Revealing the stability and optoelectronic properties of novel nitride and phosphide semiconductors: A DFT prediction

Nitride semiconductors have attracted considerable attention in recent years. CaZn2N2 and SrZn2N2 are the promising materials for optoelectronic applications. In order to explore more novel semiconductors, a detailed theoretical study has been performed to investigate the structural, electronic, and optical properties of AB2×2 (A = Ca, Sr, Ba; B = Mg, Zn, Cd; X = N, P) and their alloys. The calculated band gaps of nitride compounds with the HSE06 functional are consistent well with the reported experimental values.
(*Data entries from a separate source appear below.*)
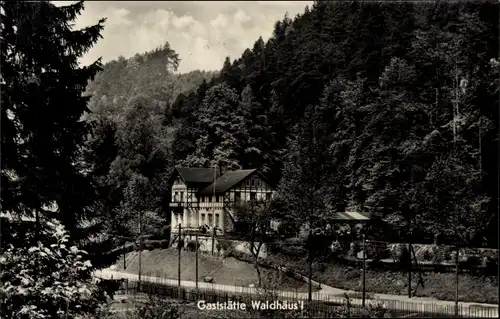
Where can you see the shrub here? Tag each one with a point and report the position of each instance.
(157, 308)
(192, 245)
(49, 280)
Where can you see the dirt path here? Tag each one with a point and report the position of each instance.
(327, 293)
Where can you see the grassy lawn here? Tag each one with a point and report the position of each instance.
(482, 289)
(230, 271)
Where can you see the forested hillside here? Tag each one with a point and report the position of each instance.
(384, 107)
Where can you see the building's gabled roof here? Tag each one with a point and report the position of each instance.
(195, 175)
(229, 179)
(226, 181)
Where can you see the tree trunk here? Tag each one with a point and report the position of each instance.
(255, 251)
(259, 277)
(456, 280)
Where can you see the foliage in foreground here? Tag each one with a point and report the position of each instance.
(49, 280)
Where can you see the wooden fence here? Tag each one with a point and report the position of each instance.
(323, 306)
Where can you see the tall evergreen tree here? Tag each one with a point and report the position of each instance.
(42, 130)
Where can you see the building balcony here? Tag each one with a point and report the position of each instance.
(196, 205)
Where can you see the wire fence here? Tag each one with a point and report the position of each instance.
(322, 305)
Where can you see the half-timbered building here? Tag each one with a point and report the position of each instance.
(203, 197)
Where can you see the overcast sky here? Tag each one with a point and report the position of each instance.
(202, 33)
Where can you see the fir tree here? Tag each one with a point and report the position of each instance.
(42, 127)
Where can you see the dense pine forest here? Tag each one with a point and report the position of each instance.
(390, 108)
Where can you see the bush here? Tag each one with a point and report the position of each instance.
(157, 308)
(192, 245)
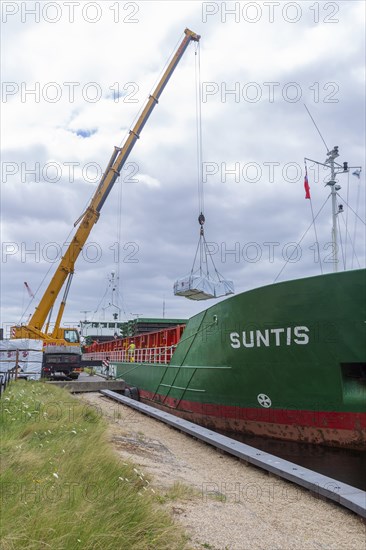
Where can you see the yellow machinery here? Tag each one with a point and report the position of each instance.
(67, 337)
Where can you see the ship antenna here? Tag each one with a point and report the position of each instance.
(323, 140)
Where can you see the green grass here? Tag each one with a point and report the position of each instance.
(62, 486)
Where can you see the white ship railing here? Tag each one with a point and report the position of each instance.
(161, 355)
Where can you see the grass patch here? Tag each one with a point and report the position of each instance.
(62, 487)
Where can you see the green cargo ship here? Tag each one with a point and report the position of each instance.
(285, 361)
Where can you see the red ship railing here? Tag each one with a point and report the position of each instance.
(150, 347)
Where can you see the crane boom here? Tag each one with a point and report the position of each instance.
(90, 216)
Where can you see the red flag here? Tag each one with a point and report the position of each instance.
(306, 186)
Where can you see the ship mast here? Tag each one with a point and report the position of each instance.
(335, 168)
(334, 187)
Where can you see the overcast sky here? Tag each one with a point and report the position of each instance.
(74, 77)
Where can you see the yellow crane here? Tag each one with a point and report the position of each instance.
(65, 270)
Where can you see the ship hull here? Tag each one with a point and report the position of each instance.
(285, 361)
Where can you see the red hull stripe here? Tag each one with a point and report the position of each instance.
(292, 417)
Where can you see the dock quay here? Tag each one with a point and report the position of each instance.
(318, 484)
(93, 384)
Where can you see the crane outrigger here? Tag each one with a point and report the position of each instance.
(65, 269)
(38, 325)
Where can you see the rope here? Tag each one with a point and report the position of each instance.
(199, 127)
(355, 226)
(315, 231)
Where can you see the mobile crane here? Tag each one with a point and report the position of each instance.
(62, 345)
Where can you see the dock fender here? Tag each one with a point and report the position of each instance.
(132, 392)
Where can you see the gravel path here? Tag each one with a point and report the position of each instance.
(222, 503)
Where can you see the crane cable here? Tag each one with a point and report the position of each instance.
(202, 247)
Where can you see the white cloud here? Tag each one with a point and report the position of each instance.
(155, 213)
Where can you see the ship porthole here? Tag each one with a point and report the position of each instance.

Most compounds are direct bandgap semiconductors and they show tunable band gaps. Nine compounds show suitable direct band gaps with the values of 1.4–1.8 eV. In addition, the stability of four alloying compounds is confirmed by different theoretical methods. Moreover, these phosphide compounds and their alloys also show good carrier mobility. Importantly, Sr(Zn0.5Cd0.5)2P2 contains less toxic Cd element, and it has an ideal band gap of 1.38 eV and high absorption coefficient, which is the most promising material for optoelectronic applications. The present study has indicated the potential suitability of phosphide semiconductors for solar cell applications.